The new body, which will hew to a more traditional line on issues of human sexuality, is expected to be formally launched in August as a conservative alternative to the 4.6 million-member Evangelical Lutheran Church in America.
So far, at least seven ELCA congregations have voted to leave after the Chicago-based denomination lifted restrictions last summer on non-celibate gay clergy. An additional 28 congregations appear poised to leave.
The ultimate size of the new denomination remains unclear. Congregations seeking to leave the ELCA must garner a two-thirds majority in back-to-back votes. So far, 64 of the 220 ELCA parishes that moved to secede couldn't muster the necessary votes, both sides said.
The new denomination will be "faithful in its preaching and practice to the Holy Bible and to the teachings of the Lutheran Confessions," organizers said. Still, they said remaining in the ELCA is also a "faithful course" for individuals or congregations that choose to stay.
Organizers are "united in a common confession of the Christian faith and commitment to submit to the authority of God's Word over all matters of faith," said the Rev. Mark Chavez of Landisville, Pennsylvania, director of the group Lutheran CORE, which is overseeing the breakaway.

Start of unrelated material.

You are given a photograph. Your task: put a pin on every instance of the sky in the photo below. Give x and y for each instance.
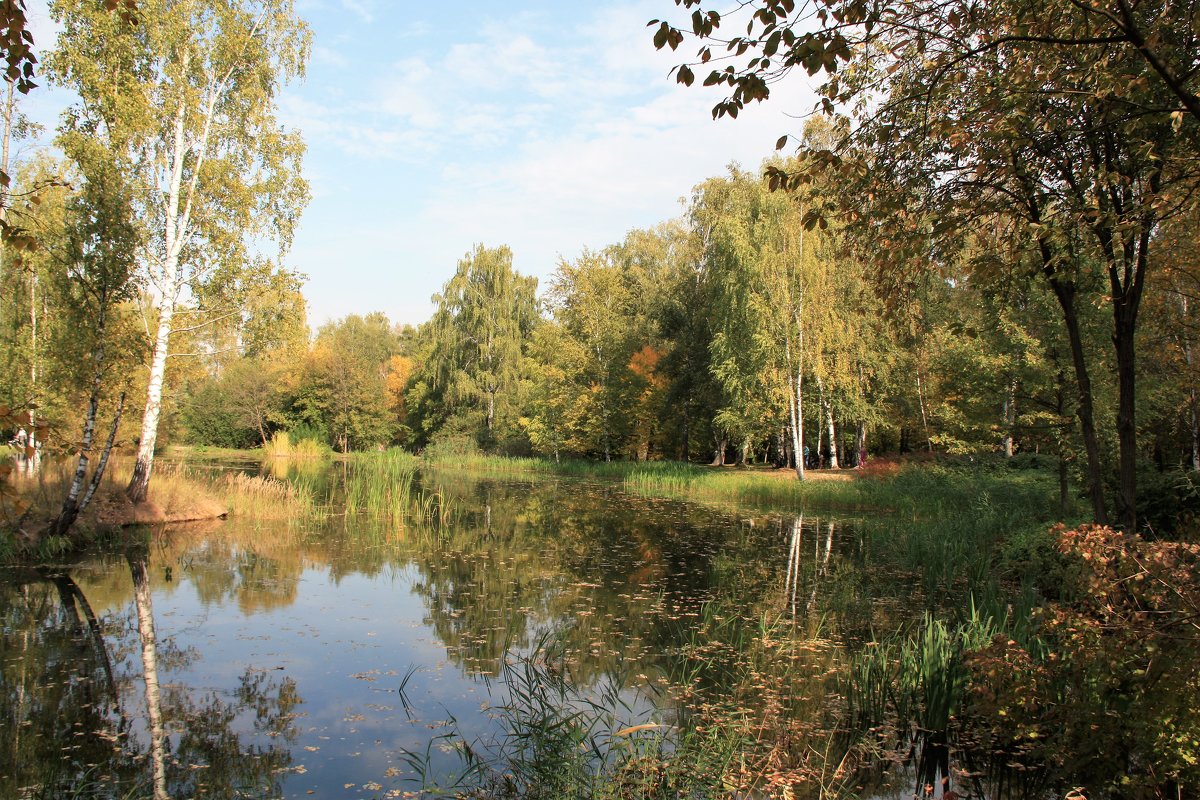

For its part, the ELCA issued a statement saying church leaders will go forward on implementing the policy changes while regretting the decision of "a few congregations" to leave the denomination.

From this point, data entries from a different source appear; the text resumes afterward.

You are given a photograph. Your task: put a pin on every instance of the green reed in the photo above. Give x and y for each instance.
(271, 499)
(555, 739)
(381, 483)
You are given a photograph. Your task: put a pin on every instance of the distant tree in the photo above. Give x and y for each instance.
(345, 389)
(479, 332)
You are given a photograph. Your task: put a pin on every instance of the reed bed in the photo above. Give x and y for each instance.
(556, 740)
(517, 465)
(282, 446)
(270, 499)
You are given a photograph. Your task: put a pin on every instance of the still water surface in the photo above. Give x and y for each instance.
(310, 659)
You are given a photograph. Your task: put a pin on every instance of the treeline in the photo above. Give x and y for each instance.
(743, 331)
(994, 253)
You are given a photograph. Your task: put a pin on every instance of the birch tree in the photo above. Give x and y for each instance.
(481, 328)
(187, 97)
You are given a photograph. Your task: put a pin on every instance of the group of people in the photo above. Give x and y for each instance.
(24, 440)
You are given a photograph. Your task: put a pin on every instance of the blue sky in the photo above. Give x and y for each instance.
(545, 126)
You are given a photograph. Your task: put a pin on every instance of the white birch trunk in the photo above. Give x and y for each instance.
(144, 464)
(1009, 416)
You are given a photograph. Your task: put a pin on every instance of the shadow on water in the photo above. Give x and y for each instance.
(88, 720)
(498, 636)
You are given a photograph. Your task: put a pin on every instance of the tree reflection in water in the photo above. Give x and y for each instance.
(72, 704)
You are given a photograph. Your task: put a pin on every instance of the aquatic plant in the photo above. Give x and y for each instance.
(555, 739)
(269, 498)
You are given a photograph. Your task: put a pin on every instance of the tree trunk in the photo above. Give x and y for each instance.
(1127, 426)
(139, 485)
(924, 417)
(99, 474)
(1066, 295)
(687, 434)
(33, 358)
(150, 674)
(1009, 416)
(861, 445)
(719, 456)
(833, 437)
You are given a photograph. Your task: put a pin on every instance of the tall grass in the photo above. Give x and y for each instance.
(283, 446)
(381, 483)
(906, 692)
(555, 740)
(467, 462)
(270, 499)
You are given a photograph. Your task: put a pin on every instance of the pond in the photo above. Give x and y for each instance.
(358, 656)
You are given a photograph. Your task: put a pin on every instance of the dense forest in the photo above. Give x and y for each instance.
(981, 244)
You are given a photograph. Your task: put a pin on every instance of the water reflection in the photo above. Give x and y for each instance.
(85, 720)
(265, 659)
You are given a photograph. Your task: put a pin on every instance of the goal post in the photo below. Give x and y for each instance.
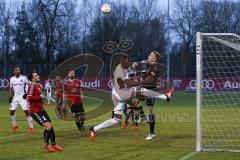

"As the ELCA carries out the directives of the 2009 Churchwide Assembly, we continue to encourage congregations, synods and the churchwide organization to remain in conversation about these matters," the ELCA statement said.
Study: Sour Economy Pushes Offerings Down
One year after a majority of Americans said they hoped the sour economy wouldn't impact their church giving, three in 10 Americans now say they're putting less in the offering plate, a Barna Group study shows. Compared to a similar study that Barna conducted at the end of 2008, the percentage of Americans who have reduced their donations has increased by a staggering 45 percent.

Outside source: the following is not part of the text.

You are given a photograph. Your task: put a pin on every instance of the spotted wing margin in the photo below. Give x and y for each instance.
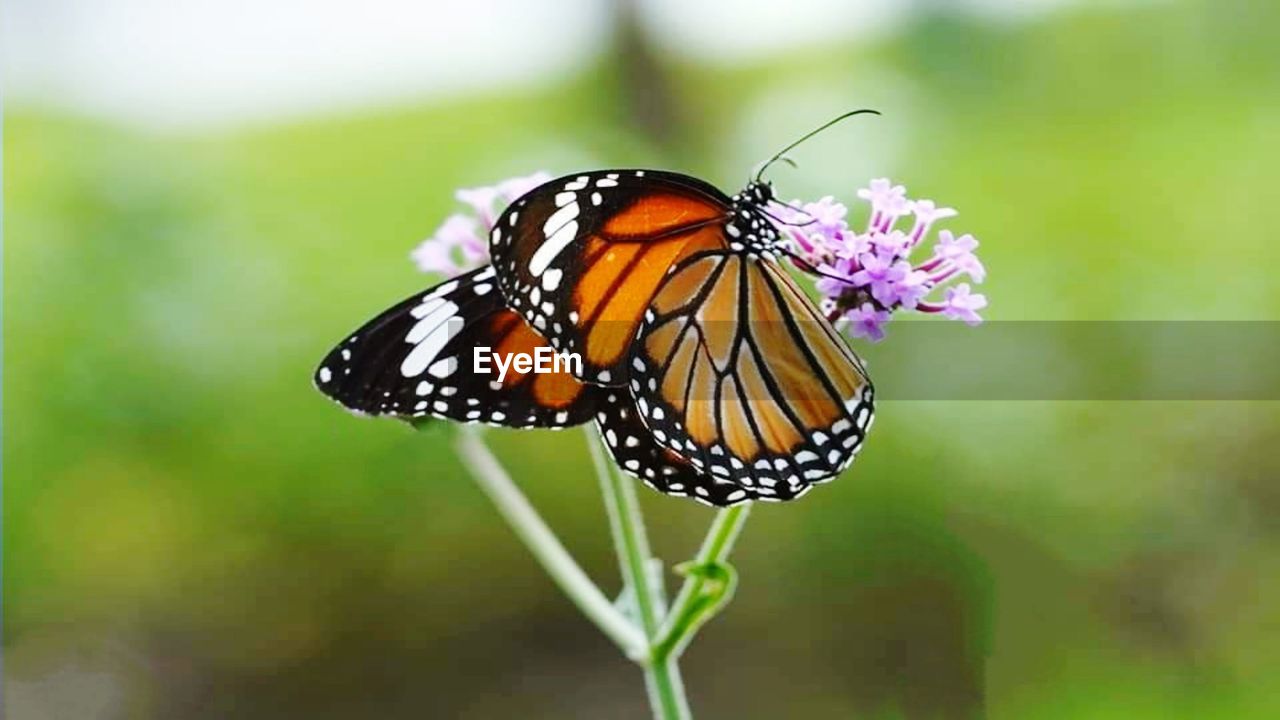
(639, 455)
(736, 370)
(417, 360)
(581, 256)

Many of those who traditionally give to their congregations have been able to maintain their usual level of giving, but those who have not often substantially reduced their giving. Almost one-quarter of church donors cut their contributions by at least 20 percent.
"The implication is that church and nonprofit leaders should prepare for another lean year," said David Kinnaman, president of the Barna Group.
The Barna study was based on telephone interviews in January and early February with a nationwide sample of 1,008 adults; it has a margin of error of plus or minus 3.2 percentage points.
The new findings signal a departure from previous indications about optimism in giving despite the gloomy economy.
A year ago, a separate survey of U.S. donors by Cygnus Applied Research found that more than half of actively religious donors planned to give the same or more to charitable causes in 2009 as the year before.
In addition, that survey also found that 43 percent of actively religious respondents remained "seriously committed" to giving in the face of economic uncertainty, compared to 23 percent of those who were not religious at all.